In a radio interview in 1988, during a freewheeling era of hip-hop when samples were widely used without payment or credit, Mtume denounced hip-hop’s reliance on sampling, calling it “Memorex music” and complaining that the originators were ignored. The hip-hop group Stetsasonic responded with “Talkin’ All That Jazz,” which argued, “Rap brings back old R&B/And if we would not, people could’ve forgot.”

Eventually, sampling — by then licensed and credited — would keep Mtume’s music on the radio. “Juicy Fruit” has been sampled by Alicia Keys, Warren G, Jennifer Lopez, Keyshia Cole, Faith Evans and dozens of others, and many of Mtume’s other songs and productions have made their way onto new tracks.

In 1994, Mtume scored the TV series “New York Undercover.” At his urging, the show’s story lines featured a nightclub, Natalie’s, where an older generation of musicians, including B.B. King and Gladys Knight, got new TV exposure and younger performers revived old songs. During the 1990s, he also produced songs for Mary J. Blige, D’Angelo, and K-Ci & Jojo.

Yet by the mid-1990s, Mtume had grown dissatisfied with the music business. He moved into talk radio, and was a co-host from 1995 to 2013 on the weekly show “Open Line,” heard first on WRKS-FM (Kiss-FM) in New York and then on WBLS-FM when the stations merged, discussing politics, activism, news and culture alongside Bob Slade and Bob Pickett.
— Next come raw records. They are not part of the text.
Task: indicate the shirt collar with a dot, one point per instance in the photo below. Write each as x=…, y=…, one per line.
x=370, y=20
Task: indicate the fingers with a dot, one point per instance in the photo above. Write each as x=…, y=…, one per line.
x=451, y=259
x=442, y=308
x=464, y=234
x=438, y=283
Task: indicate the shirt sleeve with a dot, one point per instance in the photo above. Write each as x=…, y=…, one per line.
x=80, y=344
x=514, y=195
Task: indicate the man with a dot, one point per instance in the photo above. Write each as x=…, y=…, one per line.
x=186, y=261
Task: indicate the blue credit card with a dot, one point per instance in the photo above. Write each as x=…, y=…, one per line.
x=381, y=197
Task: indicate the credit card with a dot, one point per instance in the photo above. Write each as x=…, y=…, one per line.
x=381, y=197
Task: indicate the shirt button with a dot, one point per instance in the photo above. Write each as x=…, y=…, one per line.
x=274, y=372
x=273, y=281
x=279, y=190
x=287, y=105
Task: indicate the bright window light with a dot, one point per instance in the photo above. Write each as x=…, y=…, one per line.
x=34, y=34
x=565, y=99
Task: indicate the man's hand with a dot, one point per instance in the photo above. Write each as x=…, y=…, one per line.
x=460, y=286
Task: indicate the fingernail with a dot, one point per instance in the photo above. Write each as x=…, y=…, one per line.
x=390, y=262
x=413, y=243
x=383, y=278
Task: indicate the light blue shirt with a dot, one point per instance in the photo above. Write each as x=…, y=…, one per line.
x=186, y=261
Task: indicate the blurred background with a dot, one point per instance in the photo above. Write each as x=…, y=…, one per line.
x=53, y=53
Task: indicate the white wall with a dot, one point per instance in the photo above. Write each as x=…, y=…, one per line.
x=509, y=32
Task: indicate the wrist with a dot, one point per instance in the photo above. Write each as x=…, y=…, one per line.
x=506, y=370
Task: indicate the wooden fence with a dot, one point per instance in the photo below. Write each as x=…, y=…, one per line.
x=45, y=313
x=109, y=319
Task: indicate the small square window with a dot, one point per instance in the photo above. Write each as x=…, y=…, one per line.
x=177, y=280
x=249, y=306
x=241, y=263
Over the years, he also traveled to Cuba, Libya, Sudan and South Africa. He recorded a TED Talk in 2018, “Our Common Ground in Music,” in which he discussed “the cross-pollination of culture, politics and art.”

He is survived by his wife, Kamili Mtume; his brother, Jeffrey Forman; two sons, Faulu Mtume and Richard Johnson; four daughters, Benin Mtume, Eshe King, Ife Mtume and Sanda Lee; and six grandchildren.

“Pressing the boundaries. To me that’s always what it was about,” Mtume said in 2014. “Never give yourself a chance to look back, because that’s always easier. Looking forward is always harder.”